古物商許可の取り方(5ステップの申請手順)
古物商許可は「事前相談→書類収集→手数料納付→申請→審査・受領」の流れで取得します。所要時間は書類集めに1〜2週間、審査に約40日、難易度は個人なら独力で十分可能です。

手順1:管轄の警察署(防犯係)へ事前相談
まず営業所を管轄する警察署の生活安全課(防犯係)へ電話し、必要書類と来署予約を確認します。

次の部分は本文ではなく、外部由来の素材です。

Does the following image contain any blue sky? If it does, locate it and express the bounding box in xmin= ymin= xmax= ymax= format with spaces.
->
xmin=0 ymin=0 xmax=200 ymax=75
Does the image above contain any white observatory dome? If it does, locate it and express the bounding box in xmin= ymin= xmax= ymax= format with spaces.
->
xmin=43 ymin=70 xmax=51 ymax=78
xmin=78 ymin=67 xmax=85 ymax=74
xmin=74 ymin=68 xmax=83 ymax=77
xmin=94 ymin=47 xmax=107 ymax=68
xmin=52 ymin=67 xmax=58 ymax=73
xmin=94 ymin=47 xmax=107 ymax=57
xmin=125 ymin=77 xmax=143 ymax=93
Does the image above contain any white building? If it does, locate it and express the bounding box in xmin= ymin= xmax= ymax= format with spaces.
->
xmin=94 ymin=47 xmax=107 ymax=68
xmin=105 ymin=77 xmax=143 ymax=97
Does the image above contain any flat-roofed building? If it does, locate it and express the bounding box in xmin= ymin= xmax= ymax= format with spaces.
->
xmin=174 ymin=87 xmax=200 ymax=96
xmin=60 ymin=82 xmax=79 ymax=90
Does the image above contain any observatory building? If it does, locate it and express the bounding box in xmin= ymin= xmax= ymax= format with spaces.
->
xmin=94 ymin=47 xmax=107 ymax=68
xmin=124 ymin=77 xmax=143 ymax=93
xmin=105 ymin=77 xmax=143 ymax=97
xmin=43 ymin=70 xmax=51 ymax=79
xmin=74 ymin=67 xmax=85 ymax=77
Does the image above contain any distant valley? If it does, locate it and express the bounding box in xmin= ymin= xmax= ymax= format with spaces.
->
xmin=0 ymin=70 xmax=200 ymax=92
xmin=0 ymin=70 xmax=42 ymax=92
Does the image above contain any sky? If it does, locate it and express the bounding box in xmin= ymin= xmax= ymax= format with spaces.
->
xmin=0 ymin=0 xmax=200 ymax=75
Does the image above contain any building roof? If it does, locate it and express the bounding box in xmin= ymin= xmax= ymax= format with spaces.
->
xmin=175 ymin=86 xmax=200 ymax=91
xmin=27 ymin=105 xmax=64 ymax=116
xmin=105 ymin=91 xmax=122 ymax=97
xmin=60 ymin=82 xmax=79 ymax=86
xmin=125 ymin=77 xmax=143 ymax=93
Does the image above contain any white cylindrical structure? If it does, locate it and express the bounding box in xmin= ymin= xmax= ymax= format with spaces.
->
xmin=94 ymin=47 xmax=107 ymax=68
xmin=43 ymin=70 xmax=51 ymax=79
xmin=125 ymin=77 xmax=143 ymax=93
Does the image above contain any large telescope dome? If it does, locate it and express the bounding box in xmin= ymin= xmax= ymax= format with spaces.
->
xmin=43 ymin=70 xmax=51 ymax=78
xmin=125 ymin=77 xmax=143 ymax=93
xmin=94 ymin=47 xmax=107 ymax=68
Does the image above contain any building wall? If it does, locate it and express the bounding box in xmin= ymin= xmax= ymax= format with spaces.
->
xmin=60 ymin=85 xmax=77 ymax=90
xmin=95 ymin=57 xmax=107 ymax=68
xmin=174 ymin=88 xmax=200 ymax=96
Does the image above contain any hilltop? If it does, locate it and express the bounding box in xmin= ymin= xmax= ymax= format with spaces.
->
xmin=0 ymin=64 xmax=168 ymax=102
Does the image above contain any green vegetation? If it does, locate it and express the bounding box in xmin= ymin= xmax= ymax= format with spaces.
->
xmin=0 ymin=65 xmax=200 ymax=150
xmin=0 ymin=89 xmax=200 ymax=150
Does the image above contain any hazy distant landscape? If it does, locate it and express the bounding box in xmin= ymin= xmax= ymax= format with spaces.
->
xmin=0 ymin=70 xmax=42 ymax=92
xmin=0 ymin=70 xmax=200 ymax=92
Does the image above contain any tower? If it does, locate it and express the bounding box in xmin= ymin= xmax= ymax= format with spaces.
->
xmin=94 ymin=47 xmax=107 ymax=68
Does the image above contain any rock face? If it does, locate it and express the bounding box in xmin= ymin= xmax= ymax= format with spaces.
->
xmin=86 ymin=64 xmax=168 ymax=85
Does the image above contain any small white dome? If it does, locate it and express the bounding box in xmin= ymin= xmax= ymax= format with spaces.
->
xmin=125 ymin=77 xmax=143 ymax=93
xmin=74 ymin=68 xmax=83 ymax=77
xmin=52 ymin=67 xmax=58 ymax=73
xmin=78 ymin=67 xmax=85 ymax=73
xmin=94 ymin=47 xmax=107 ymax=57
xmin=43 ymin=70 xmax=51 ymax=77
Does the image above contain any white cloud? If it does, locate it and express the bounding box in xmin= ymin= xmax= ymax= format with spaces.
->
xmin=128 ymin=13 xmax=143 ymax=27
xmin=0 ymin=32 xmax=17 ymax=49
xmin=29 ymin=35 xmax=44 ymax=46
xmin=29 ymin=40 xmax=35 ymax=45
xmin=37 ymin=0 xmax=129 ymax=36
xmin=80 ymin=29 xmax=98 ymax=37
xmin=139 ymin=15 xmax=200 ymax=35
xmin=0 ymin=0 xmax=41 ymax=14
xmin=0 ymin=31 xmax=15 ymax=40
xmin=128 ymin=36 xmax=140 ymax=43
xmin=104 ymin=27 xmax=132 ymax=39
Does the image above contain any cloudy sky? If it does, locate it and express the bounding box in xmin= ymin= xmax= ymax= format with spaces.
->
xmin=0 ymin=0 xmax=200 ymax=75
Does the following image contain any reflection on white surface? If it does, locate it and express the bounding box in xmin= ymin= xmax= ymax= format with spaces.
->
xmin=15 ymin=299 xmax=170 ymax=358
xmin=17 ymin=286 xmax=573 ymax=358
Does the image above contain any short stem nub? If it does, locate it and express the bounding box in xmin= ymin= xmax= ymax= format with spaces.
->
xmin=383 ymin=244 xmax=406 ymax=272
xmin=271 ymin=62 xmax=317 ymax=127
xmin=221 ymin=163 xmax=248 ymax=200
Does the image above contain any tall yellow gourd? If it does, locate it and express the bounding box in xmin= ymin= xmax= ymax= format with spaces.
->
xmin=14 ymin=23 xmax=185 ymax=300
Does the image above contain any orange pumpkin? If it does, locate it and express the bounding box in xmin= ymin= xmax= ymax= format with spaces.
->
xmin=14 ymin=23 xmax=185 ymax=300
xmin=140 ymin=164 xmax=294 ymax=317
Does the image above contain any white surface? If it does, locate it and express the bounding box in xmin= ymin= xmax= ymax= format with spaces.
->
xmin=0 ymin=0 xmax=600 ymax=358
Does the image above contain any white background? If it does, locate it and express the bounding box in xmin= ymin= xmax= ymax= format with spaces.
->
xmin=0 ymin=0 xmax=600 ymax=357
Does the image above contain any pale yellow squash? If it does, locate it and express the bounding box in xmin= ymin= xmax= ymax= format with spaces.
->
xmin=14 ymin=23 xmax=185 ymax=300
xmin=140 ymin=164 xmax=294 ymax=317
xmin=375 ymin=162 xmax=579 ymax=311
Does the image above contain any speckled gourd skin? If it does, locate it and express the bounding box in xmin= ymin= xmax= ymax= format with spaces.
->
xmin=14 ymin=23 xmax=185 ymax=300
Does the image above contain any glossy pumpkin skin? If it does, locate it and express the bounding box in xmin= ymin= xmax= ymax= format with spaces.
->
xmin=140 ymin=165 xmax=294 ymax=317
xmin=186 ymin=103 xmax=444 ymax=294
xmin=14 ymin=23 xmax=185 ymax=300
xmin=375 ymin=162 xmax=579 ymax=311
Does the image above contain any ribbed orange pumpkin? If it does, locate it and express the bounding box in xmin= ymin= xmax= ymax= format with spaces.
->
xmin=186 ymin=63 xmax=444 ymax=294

署によって添付書類の運用が微妙に違います。最初に一度聞いておくと、二度手間が確実に減る。ここまでで「窓口の担当部署と必要書類リストが手元にある」状態になっていれば正しいです。
手順2:必要書類を集める(個人の場合)
個人申請では、本人と管理者について略歴書・住民票が必要で、ほかに誓約書などを添えます。
| 書類 | 補足 |
|---|---|
| 許可申請書 | 施行規則別記様式第1号。警察署やウェブで入手 |
| 住民票の写し | 本籍記載のもの。本人と管理者分 |
| 略歴書 | 直近5年分の経歴。本人と管理者分 |
| 誓約書 | 欠格事由に該当しない旨。本人と管理者分 |
| 身分証明書 | 本籍地の市区町村で取得(運転免許証ではない) |
つまずきやすいのが「身分証明書」。これは運転免許証ではなく、本籍地の役所が出す書類です。郵送請求もできるので早めに動いてください。
手順3:申請費用19,000円を納付する
申請手数料は19,000円です。
多くの都道府県では警察署で証紙を購入して納付します。この手数料は審査で不許可になっても返ってきません。書類を整えてから出すのが鉄則です。
手順4:申請書を提出する
書類一式は管轄警察署の生活安全課へ提出します。
窓口で担当者が書類をその場で点検します。不足があれば差し戻されるので、コピーを手元に残しておくと再提出が楽です。受理されれば「申請完了」、あとは審査を待つだけです。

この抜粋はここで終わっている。